First off, that's going to rapidly become impossible to meet. At 5th level you'd need to take 38 damage in a single blow, which is virtually impossible on a normal hit, and unlikely even on a crit. Even an ancient red dragon maxes out at 22 damage in a single claw attack, or 34 with a crit. By tenth level it's simply impossible to activate this item in most cases, if I've read the rule correctly. (And in case you were thinking of having piercing/slashing damage add up over time until they reach the limit, I don't recommend that -- adding more bookkeeping for just a single item really sucks.)
Second, even if there were monsters that could deal out damage like this, you're going to quickly outpace PC hit point totals for most characters. To even have 7.5 HP per level, a PC needs to have a d10 hit die with a +2 or better Constitution bonus, a d8 hit die with a +3 Con bonus, or a d6 hit die with a whopping +4 Con bonus. This item is functionally limited to the tanky classes like Fighter, Paladin, and Barbarian.
Rules interactions
You say you can "activate a stone as a bonus action on their opponent's turn". Bonus actions happen only during your turn. ("Various class features, spells, and other abilities let you take an additional action on your turn called a bonus action.") This item as written is impossible to activate. If you want something to happen during another creature's turn, you have to use a reaction, and you only get one each round. The reaction will need text to explain how it activates when you technically should be dying, or else remove that part of it.
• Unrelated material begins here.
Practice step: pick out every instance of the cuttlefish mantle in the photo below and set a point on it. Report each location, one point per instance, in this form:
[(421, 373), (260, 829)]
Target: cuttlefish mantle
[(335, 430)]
The spell can be cast "on any target within 50 feet in sight of the character". Instead, I recommend just having it cast the spell you choose. Spells already specify their range and targeting requirements (such as being able to see the target), so adding those to the item itself just complicates things unnecessarily.
This is probably a bad idea because players are people
But even if the rest of this is resolved, the big problem is how this will play at the table. You're imagining that the player gets one chance to cast a spell and then the game resumes. But is that really what's going to happen? Is the player going to already know exactly what they want? Or is this going to turn into "okay hold on, I need to look at the entire list of spells for twenty minutes to pick out the one I want to cast"? There's a reason spell scrolls and glyphs of warding have to be specified ahead of time. Don't introduce an item that's likely to stop your game cold.